En revanche, du côté de la gestion de la nature, les exemples de coopération sont plus limités. Seule une réserve naturelle nationale, celle de la Belle-Henriette (Vendée), est cogérée par une association environnementale et la fédération de la chasse départementale. Et ça n’est pas tout rose. Alors que la chasse est en théorie interdite sur le territoire, le préfet accorde des dérogations pour le gibier d’eau et des oiseaux migrateurs, comme le rappelle le naturaliste Pierre Rigaux dans son ouvrage Pas de fusils dans la nature. Yves Verilhac, le directeur de la LPO, regrette un manque d’investissement de ses partenaires sur le terrain. «Le chasseur est avant tout un sportif qui vient pour jouer, pas pour repeindre les tribunes, lâche-t-il. On ne va pas non plus faire croire que ça va. Oui, localement et ponctuellement nous arrivons à travailler ensemble, mais politiquement ça ne fonctionne pas. Plus on monte au niveau national et moins c’est possible.» Nombre de chasseurs regrettent par exemple que leurs représentants nationaux ne se positionnent pas clairement contre l’agriculture industrielle et les pesticides, ce qui reviendrait à se ranger aux côtés des écologistes. Cette piste de consensus reste pour le moment inexploitée.
Au niveau hyperlocal, les discussions finissent parfois par aboutir au bout de plusieurs années. Fait rare, début 2018, des représentants de la société de chasse locale, de la fédération départementale de chasse et des défenseurs des oiseaux se sont retrouvés pour lancer ensemble la première phase d’un contrat Natura 2000 sur la commune de Champeix (Puy-de-Dôme). Six hectares en friche vont être restaurés et conservés par la LPO, avec l’ouverture d’un sentier de randonnée et la création de landes favorables au circaète, rapace chasseur de reptiles, à l’alouette lulu ou encore à la pie-grièche. L’idée avait émergé il y a plus de cinq ans. Tout est financé par les aides d’Etat et les chasseurs ont le droit de chasser sur le territoire.
Chasse «raisonnée»
«Quand des écolos de terrain rencontrent des chasseurs de terrain pas complètement idiots, la collaboration coule de source», veut croire Simon Charbonneau. Pour faire passer le message à plus grande échelle, il a cofondé l’Association nationale pour une chasse écologiquement responsable (Ancer) à la fin des années 80. Le discours se voulait plus savant et nuancé que celui du parti Chasse, pêche, nature et traditions (CPNT), dont le jeu politique était de dire noir quand les Verts disaient blanc. Celui qui souhaitait «établir une paix négociée au lieu de se tirer la bourre»prend pour exemple des initiatives telles que celle du domaine de Belval (Ardennes).

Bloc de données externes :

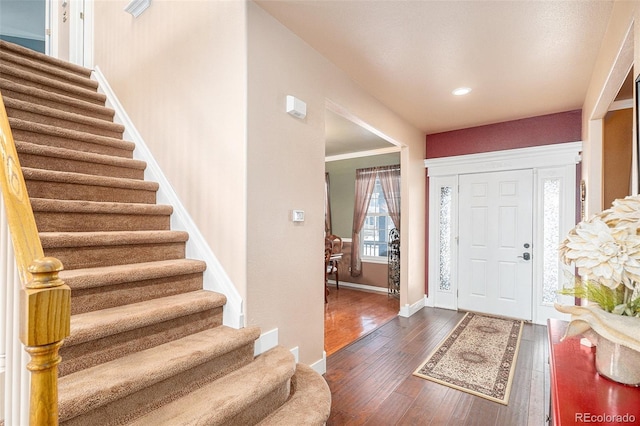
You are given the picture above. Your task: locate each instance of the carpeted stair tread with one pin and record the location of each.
(79, 394)
(109, 238)
(11, 89)
(107, 322)
(84, 179)
(29, 53)
(69, 160)
(47, 70)
(51, 116)
(19, 76)
(43, 134)
(90, 216)
(309, 404)
(76, 206)
(79, 279)
(230, 399)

Les 600 hectares de ce domaine parcourus de forêt sont gérés par la Fondation François-Sommer, qui collabore avec des naturalistes et promeut une chasse «raisonnée». La préservation du lieu est finement pensée, avec des couloirs biologiques, aucun intrant chimique, le recensement des espèces présentes dans les zones humides, dont 150 seulement côté oiseaux. On n’y tue que le sanglier et le cerf. L’état de santé de ce grand gibier est suivi de près. Un type de gestion proche de ce que l’association de Simon Charbonneau prônait : «Limiter les prélèvements, ne plus chasser à partir du moment où l’état des populations ne le permet plus, réintroduire des espèces qui ont disparu.» Il a pourtant jeté l’éponge il y a cinq ans, las d’essayer de faire le pont entre deux mondes crispés. Difficile d’instaurer un dialogue apaisé avec, aux deux extrémités, chasseurs «bornés»et écologistes anti-chasse.

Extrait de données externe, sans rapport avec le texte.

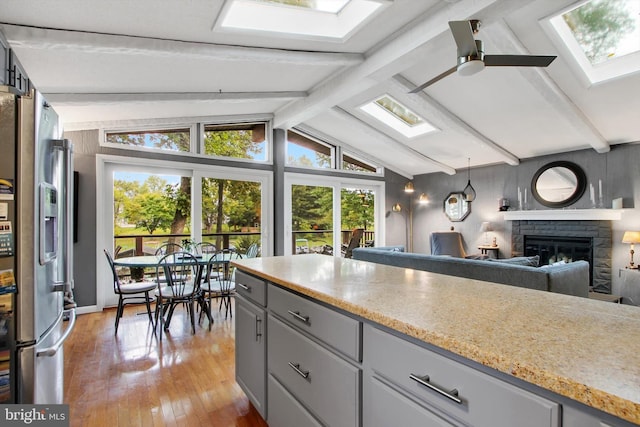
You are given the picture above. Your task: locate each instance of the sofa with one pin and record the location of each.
(564, 278)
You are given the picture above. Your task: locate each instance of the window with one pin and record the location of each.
(602, 37)
(177, 139)
(244, 141)
(331, 6)
(315, 19)
(248, 141)
(352, 163)
(302, 151)
(397, 116)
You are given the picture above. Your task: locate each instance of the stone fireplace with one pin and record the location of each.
(587, 239)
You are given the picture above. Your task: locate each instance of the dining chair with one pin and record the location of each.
(252, 251)
(354, 242)
(203, 248)
(223, 286)
(169, 248)
(130, 293)
(182, 273)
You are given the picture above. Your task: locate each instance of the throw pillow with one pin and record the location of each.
(530, 261)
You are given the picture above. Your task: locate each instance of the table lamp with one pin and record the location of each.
(631, 237)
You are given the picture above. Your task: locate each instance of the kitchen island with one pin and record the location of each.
(579, 354)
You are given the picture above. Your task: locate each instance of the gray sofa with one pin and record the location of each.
(570, 279)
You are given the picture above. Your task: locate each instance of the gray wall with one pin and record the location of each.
(619, 170)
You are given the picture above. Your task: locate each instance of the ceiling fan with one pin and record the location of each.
(471, 57)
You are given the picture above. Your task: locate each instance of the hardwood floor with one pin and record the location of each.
(133, 379)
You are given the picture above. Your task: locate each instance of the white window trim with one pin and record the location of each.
(307, 131)
(337, 183)
(332, 148)
(589, 74)
(268, 139)
(193, 138)
(104, 204)
(196, 133)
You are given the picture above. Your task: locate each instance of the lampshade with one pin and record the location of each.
(631, 237)
(486, 226)
(408, 187)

D’autres ne désespèrent pas de trouver une voie intermédiaire. La LPO est en train de mener une expérimentation avec des chasseurs pour tester des munitions alernatives, sans plomb, dans le parc national des Cévennes, situé au sud du Massif central. Une façon d'éviter l'intoxication du gypaète barbu, oiseau en cours de réintroduction, quand celui-ci grignotte les dépouilles de gibiers touchés par des chasseurs.